This web site, dedicated to the writings of Jane Johnston Schoolcraft and the world she lived in, is designed to accompany The Sound the Stars Make Rushing Through the Sky: The Writings of Jane Johnston Schoolcraft, edited by Robert Dale Parker. Published by the University of Pennsylvania Press, The Sound the Stars Make Rushing Through the Sky offers an edited and annotated collection of Schoolcraft’s writings, together with a cultural history, biography, and literary critical introduction.
Jane Johnston Schoolcraft (her English name) or Bamewawagezhikaquay (her Ojibwe name), Woman of the Sound the Stars Make Rushing Through the Sky, was born in 1800 in Sault Ste. Marie in what is now the state of Michigan.
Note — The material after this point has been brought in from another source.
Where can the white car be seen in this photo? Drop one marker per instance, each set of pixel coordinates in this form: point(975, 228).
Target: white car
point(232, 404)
By the time she died in 1842, she had produced a large body of literary and other writings. Eclipsed from the historical record by her famous husband, Henry Rowe Schoolcraft (1793-1864), Jane Johnston Schoolcraft was nevertheless among the first American Indian writers. She was also the first known American Indian literary writer, the first known Indian woman writer, the first known Indian poet, the first known poet to write poems in a Native American language, and the first known American Indian to write out traditional Indian stories (as opposed to transcribing and translating from someone else’s oral delivery, which she did also). Her stories became a key source for Henry Wadsworth Longfellow’s sensational bestseller The Song of Hiawatha. The Sound the Stars Make Rushing Through the Sky finally makes her writing available, most of it from manuscripts and appearing in print for the first time.
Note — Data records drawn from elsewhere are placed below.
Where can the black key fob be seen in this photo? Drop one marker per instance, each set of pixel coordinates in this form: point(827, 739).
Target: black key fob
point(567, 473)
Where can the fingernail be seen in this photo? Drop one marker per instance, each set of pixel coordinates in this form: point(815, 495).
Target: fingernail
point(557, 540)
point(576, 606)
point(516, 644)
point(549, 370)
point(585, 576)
Schoolcraft’s mother, Ozhaguscodaywayquay, was born in Chequamegon in the mid 1770s, near the present Chequamegon Bay and La Pointe in the northernmost part of what is now Wisconsin. Ozhaguscodaywayquay’s father was Waubojeeg, a war chief famed for leadership in war and civil life as well as for eloquence in story and song. Schoolcraft’s father, John Johnston, was born into a Scotch-Irish family in the north of Ireland in 1762. He left for the United States and Canada in 1790 and eventually set out as a fur trader, traveling by canoe to Mackinac Island and the Chequamegon area. After their marriage, Ozhaguscodaywayquay and John Johnston settled in Sault Ste. Marie, where together they built a prosperous fur trade business and raised eight children, while also playing leading roles in the surrounding Ojibwe and Euro-American communities.
The photo at the top of the website shows the Mackinac Bridge. Completed in 1957, it crosses the Straits of Mackinac to connect the Lower and Upper Peninsulas of the state of Michigan. Schoolcraft crossed the same waters many times by canoe. At 5 miles long, the Mackinac Bridge is the world’s longest total suspension bridge.